Wimberly argues that his sentence is substantively unreasonable based on his serious
physical- and mental-health issues. “A sentence is substantively unreasonable if the district court
selects a sentence arbitrarily, bases the sentence on impermissible factors, fails to consider relevant
sentencing factors, or gives an unreasonable amount of weight to any pertinent factor.” United States
v. Camiscione, 591 F.3d 823, 832 (6th Cir. 2010) (citation and internal quotation marks omitted).
A within-guidelines sentence is entitled to a rebuttable presumption of reasonableness. United States
v. Bolds, 511 F.3d 568, 581 (6th Cir. 2007). We review the reasonableness of a sentence imposed
in a criminal case for an abuse of discretion. United States v. Freeman, 640 F.3d 180, 185 (6th Cir.
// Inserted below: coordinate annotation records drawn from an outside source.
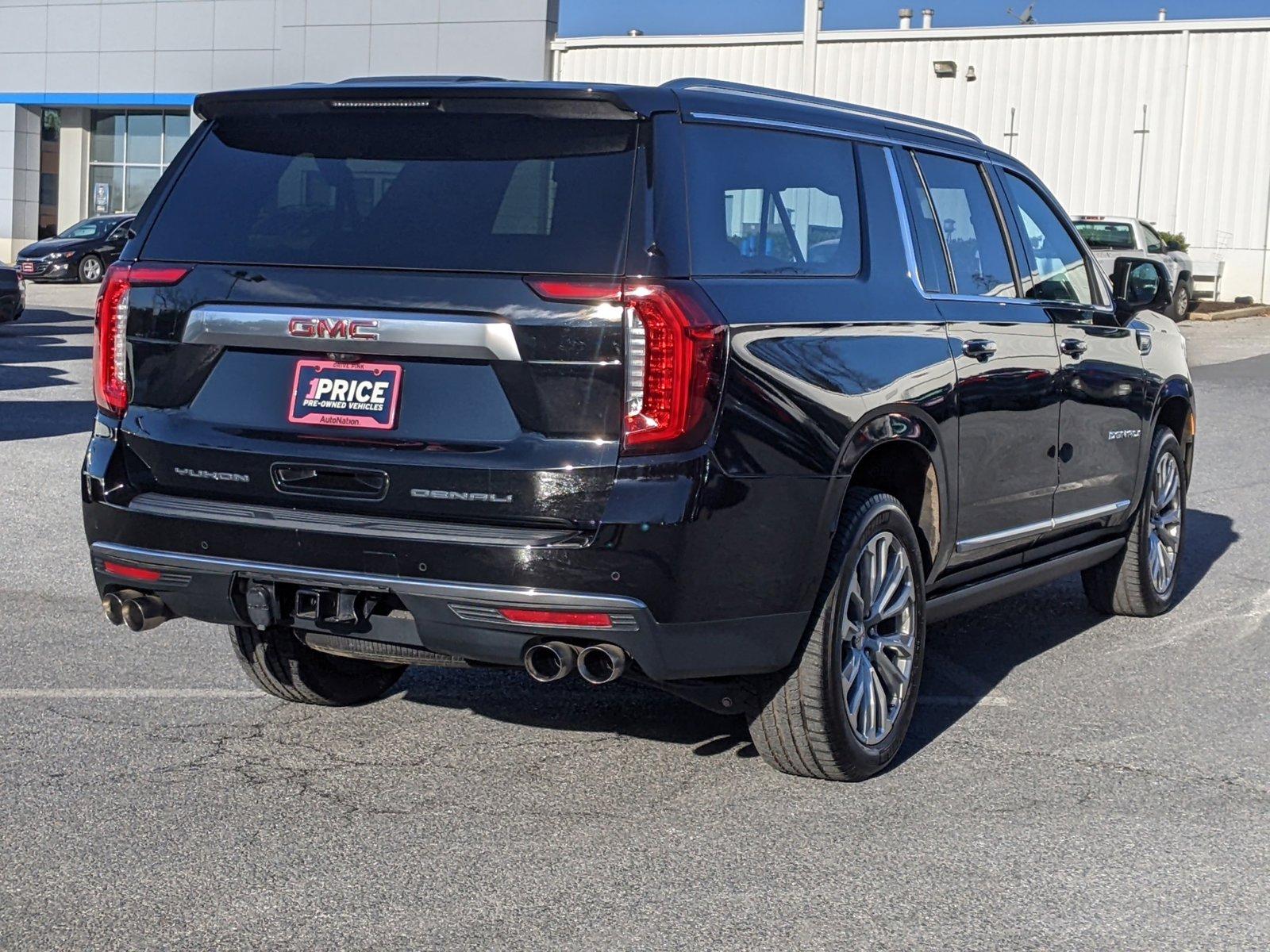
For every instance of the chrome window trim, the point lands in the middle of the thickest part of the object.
(1038, 528)
(448, 590)
(400, 333)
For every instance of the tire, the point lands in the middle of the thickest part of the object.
(1127, 584)
(283, 666)
(1180, 306)
(90, 270)
(803, 725)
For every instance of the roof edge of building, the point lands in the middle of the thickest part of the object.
(893, 35)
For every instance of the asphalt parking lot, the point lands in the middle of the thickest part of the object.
(1070, 781)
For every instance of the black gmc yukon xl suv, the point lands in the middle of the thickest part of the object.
(711, 387)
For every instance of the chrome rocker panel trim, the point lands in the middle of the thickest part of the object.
(1039, 528)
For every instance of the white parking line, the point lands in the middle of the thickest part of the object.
(127, 693)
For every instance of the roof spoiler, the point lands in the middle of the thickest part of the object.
(463, 94)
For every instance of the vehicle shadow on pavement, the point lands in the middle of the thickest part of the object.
(35, 419)
(571, 704)
(969, 655)
(25, 351)
(967, 659)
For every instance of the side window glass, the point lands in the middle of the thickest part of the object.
(1058, 270)
(933, 268)
(971, 228)
(765, 202)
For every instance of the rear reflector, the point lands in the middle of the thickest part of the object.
(563, 620)
(133, 571)
(581, 291)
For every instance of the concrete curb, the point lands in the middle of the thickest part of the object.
(1255, 311)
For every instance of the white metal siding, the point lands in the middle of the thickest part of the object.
(1077, 94)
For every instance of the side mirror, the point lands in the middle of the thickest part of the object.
(1141, 285)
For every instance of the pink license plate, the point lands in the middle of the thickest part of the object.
(359, 395)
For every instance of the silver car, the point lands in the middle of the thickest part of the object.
(1110, 238)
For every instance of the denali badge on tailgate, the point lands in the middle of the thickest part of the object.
(330, 393)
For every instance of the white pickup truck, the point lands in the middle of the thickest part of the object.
(1109, 238)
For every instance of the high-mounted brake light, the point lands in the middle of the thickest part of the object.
(675, 355)
(110, 342)
(563, 620)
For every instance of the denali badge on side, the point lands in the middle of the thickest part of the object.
(460, 497)
(211, 475)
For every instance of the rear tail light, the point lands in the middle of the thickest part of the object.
(110, 343)
(675, 359)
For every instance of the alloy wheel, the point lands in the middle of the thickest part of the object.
(878, 638)
(1165, 533)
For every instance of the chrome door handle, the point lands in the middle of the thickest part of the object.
(1073, 348)
(979, 349)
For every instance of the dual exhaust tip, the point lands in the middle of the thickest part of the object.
(552, 660)
(137, 611)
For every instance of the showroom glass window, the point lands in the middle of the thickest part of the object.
(127, 152)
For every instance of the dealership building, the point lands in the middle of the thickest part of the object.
(95, 94)
(1164, 120)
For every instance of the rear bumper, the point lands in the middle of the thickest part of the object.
(459, 619)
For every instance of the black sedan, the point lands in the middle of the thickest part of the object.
(82, 253)
(13, 294)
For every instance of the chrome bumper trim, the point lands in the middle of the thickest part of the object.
(448, 590)
(348, 524)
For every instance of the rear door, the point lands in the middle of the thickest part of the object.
(359, 332)
(1103, 380)
(1005, 355)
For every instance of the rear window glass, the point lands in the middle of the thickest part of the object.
(495, 194)
(1100, 234)
(765, 202)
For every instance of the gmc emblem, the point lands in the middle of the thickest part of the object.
(340, 329)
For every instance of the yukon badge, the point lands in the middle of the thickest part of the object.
(333, 328)
(213, 475)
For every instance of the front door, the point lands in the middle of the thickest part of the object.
(1103, 381)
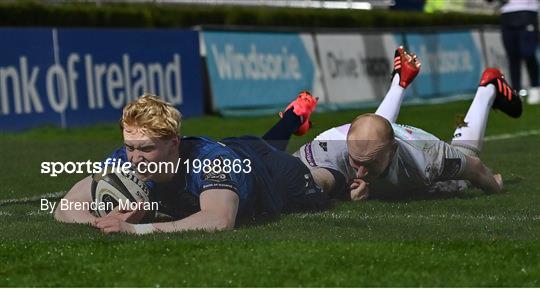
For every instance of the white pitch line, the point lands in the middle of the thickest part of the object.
(512, 135)
(348, 215)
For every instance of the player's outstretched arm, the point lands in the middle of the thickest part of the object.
(80, 193)
(480, 176)
(218, 212)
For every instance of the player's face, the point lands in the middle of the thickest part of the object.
(143, 150)
(370, 166)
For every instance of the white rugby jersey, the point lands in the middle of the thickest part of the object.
(420, 161)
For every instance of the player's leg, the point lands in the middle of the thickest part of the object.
(406, 67)
(493, 92)
(295, 120)
(511, 45)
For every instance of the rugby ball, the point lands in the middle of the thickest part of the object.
(117, 188)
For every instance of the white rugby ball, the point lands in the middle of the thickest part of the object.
(109, 189)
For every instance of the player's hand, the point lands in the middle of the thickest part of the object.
(359, 190)
(110, 225)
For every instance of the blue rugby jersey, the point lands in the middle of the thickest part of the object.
(179, 197)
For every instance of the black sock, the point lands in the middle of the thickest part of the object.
(280, 134)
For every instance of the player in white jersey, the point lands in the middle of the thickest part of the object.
(375, 156)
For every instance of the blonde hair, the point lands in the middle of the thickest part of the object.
(155, 117)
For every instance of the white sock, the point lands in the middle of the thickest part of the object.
(389, 107)
(471, 136)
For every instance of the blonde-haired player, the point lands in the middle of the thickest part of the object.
(258, 180)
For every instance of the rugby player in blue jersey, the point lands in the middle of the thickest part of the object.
(268, 183)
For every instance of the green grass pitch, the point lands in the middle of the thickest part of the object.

2011). Wimberly acknowledges that his sentence was within the guidelines range, but he argues that
his serious physical and mental health issues warranted a sentence lower than the guidelines range.
Wimberly’s alleged physical issues of migraines, hemorrhoids, herpes, back pain, and arthritis are
not unusually serious, and counsel did not press that argument at sentencing. His mental-health
issues include depression, sleep disorder, bi-polar disorder, panic attacks, anxiety, suicidal ideations,
systhymic disorder, anti-social personality, and borderline personality disorder. Wimberly does not
argue that the district court’s sentence was arbitrary or that it was based on impermissible factors.
United States v. Wimberly
And he cannot argue that the district court failed to consider his mental-health issues. The district
court expressed concern over Wimberly’s mental health and included recommendations for diagnosis
and treatment in the sentence (R.E. 40, pp. 8, 10-11). The fact that the district court could have
imposed a shorter sentence is insufficient to disturb the judgment. United States v. Smith, 516 F.3d
473, 478 (6th Cir. 2008).
Accordingly, the district court’s judgment is affirmed.